Pilgrims to Jerusalem report visiting a structure on Mount Zion commemorating the Last Supper since the 4th century AD. Some scholars would have it that this was the Cenacle, in fact a synagogue from an earlier time. The anonymous pilgrim from Bordeaux, France reported seeing such a synagogue in 333 AD. A Christian synagogue is mentioned in the apocryphal 4th-century Anaphora Pilati (“Report of Pilate”); although the depiction is fantastic and of questionable reliability (the report claims that all of the other synagogues were destroyed by divine wrath immediately after Jesus’s death), a Jewish origin for the building has come under serious question. The building has experienced numerous cycles of destruction and reconstruction, culminating in the Gothic structure which stands today.

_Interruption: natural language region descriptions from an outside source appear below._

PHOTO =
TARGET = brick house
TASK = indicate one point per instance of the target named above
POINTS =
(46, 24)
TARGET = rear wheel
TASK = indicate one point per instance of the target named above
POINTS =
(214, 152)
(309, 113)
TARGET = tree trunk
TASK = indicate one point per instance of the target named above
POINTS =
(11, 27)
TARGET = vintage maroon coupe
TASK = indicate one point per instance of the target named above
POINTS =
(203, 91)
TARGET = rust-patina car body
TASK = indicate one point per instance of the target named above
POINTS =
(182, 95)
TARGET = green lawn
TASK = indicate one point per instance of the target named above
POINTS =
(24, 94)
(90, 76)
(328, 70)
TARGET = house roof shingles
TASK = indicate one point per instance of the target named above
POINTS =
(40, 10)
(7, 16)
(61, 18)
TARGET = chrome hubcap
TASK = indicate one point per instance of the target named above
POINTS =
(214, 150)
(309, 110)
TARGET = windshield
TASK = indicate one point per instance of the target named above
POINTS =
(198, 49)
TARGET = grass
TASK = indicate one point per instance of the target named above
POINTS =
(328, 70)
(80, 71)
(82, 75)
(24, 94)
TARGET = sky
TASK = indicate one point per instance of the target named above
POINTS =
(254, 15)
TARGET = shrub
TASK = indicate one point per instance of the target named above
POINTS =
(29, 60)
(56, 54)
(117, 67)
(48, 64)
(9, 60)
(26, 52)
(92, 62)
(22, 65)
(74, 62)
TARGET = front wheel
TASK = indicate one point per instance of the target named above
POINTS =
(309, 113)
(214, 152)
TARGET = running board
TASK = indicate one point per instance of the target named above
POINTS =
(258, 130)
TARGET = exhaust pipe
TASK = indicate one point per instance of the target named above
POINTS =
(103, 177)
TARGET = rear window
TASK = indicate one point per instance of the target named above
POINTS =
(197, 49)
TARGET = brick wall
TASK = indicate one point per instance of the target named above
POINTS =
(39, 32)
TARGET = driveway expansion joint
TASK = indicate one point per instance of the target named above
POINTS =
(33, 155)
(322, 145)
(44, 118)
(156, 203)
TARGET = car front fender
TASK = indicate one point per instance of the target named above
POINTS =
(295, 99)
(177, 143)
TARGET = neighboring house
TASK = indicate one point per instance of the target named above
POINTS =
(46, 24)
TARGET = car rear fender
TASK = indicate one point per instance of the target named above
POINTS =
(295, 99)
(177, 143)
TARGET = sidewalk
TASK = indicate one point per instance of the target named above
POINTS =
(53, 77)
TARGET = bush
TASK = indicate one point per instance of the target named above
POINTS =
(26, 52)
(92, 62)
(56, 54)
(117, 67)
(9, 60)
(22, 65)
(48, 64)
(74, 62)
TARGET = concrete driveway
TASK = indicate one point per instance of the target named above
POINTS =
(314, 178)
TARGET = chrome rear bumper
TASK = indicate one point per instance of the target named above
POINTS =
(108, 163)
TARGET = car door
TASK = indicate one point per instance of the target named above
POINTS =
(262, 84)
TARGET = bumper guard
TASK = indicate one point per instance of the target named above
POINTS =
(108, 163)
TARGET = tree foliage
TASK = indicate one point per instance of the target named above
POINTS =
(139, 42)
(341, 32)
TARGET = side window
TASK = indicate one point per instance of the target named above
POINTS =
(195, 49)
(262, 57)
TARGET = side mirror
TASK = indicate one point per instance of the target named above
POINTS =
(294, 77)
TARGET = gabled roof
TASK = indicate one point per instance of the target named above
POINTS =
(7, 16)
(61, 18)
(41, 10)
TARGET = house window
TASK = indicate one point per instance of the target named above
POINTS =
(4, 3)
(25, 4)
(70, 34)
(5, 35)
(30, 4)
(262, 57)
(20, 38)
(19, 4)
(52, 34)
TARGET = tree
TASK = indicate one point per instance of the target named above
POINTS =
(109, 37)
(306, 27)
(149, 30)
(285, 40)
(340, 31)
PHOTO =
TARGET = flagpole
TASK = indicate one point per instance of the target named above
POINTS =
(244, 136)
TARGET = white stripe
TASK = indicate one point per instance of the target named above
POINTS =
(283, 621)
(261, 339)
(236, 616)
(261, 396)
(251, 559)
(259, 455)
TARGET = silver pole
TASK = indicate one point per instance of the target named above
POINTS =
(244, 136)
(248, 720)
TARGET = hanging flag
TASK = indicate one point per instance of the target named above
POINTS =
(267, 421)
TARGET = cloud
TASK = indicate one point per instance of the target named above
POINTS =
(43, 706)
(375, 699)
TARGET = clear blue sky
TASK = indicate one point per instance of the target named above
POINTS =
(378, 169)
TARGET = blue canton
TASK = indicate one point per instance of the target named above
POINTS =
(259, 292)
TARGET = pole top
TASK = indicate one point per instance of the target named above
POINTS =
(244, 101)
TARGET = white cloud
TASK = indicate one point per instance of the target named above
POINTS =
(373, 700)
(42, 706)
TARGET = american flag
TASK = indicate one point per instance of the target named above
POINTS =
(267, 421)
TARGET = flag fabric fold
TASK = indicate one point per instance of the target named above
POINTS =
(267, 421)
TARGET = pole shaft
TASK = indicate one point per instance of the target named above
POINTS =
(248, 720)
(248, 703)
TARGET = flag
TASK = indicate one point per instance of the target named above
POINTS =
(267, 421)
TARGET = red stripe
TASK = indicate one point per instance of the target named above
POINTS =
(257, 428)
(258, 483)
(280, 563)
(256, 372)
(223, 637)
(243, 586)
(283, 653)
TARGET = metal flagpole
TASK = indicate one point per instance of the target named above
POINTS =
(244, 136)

While the term Cenacle refers only to the Upper Room, a niche located on the lower level of the same building is associated by tradition with the burial site of King David, marked by a large cenotaphsarcophagus first reported seen by 12th-century Crusaders but earlier mentioned in the 10th-century Vita Constantini. Most accept the notice in 1 Kings 2:10 that says David was buried “in the City of David”, identified as the Eastern hill of ancient Jerusalem, as opposed to what is today called Mount Sion, the Western hill of the ancient city. The general location of the Cenacle is also associated with that of the house where the Virgin Mary lived among the apostles.

In Christian tradition, the room was not only the site of the Last Supper, i.e., the Cenacle, but the room in which the Holy Spirit alighted upon the twelve apostles and other believers gathered and praying together on Pentecost. Acts 1 – 2 tell us that Judas had been replaced by Matthias, and 120 followers of Jesus gathered in this room after His ascension.

It is sometimes thought to be the place where the apostles stayed in Jerusalem. The language in Acts of the Apostles suggests that the apostles used the room as a temporary residence (Koine Greekοὗ ἦσαν καταμένοντεςhou ēsan katamenontes), although the Jamieson-Fausset-Brown Bible Commentary disagrees, preferring to see the room as a place where they were “not lodged, but had for their meeting place”.

The present structure has a long and complicated history — built, destroyed, rebuilt across many centuries. It certainly didn’t look like this on the night of the Last Supper.

Meanwhile, when we were there we noted that the Upper Room evidently has a mascot standing guard: a holy cat who was keeping watch.